Monday, November 19, 2018

Playing 'Name That Tune' at the Coolidge, and other tales from 'The City Without Jews'

A scene from 'The City Without Jews (1924).

Last week I had the privilege of creating live music for 'The City Without Jews' (1924), an Austrian film about anti-Semitism. This put me in front of a totally new audience, and led to some surprising conversations.

About the film: it's a wild fantasy about a European nation whose leaders vote to expel all Jews, with unexpected consequences. Long thought lost, it's been kicking around in mutilated form in a partial print for a few decades now.

But a complete and pristine nitrate copy turned up in a Paris flea market in 2015. (These things happen!) Newly restored and available, it was included in this year's Boston Jewish Film Festival, a multi-week affair that takes place in venues all over Beantown each November.

I was thrilled to be asked to do music for 'The City Without Jews,' and also delighted to find that it would be screened at the Coolidge Corner Theatre in Brookline, Mass., just over the Boston city line.

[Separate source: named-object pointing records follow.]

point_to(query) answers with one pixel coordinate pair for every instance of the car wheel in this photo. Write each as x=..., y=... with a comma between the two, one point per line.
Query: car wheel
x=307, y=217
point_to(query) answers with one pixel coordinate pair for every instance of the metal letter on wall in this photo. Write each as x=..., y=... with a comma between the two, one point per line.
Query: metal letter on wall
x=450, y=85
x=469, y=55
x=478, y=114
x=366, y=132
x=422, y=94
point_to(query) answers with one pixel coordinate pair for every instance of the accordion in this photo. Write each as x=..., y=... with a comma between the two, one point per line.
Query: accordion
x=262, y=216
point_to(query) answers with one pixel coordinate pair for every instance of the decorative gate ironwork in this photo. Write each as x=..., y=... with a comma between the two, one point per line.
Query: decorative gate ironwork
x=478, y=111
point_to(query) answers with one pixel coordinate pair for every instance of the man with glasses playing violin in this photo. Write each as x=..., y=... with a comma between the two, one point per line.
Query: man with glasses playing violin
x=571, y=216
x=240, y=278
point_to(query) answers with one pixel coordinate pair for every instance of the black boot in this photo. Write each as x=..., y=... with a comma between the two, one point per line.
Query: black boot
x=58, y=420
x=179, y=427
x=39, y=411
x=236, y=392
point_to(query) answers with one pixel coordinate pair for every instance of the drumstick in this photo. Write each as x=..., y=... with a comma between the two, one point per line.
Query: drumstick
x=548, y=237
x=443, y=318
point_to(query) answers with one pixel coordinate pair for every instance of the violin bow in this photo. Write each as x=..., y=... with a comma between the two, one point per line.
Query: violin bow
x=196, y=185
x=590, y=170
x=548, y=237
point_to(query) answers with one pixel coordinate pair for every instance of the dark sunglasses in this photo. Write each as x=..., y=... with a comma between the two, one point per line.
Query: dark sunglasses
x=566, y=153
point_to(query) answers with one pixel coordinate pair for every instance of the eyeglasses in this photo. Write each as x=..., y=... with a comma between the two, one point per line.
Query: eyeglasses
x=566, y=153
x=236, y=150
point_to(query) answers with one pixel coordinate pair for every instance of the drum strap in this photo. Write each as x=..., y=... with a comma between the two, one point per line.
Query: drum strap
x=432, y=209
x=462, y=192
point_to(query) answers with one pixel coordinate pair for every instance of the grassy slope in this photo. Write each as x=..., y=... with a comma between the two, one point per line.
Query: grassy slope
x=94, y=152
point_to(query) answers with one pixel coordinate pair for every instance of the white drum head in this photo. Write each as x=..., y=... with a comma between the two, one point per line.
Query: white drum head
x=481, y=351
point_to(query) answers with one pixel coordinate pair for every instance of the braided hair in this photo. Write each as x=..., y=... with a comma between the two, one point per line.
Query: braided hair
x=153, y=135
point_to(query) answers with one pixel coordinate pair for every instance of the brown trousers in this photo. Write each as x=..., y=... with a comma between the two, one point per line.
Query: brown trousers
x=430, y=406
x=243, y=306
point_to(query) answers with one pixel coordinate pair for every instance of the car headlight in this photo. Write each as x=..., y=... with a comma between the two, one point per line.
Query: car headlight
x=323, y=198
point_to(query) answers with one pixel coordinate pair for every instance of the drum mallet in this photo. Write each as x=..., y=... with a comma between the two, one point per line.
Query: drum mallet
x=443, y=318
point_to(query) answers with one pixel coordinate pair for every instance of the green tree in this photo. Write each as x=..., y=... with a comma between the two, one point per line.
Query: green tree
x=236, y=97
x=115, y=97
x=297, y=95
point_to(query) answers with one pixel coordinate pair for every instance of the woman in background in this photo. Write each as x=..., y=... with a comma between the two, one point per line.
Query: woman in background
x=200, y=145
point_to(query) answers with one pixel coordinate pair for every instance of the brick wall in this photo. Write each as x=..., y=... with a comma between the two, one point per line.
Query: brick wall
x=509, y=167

The Coolidge is justly famous for the depth and breadth of its cinematic programming, including a long-running "Sounds of Silence" series with live music accompaniment for silent films. It's very popular.

The interior of the Coolidge Corner's main theater.

It's also kind of a classy place, and run a certain way, it seems, which makes it unlikely that a lone wolf such as me (independent, no agent) would get invited to perform there. Which is just the way it works: some venues have their regulars, or prefer to work only through booking agents, just have certain ways of operating.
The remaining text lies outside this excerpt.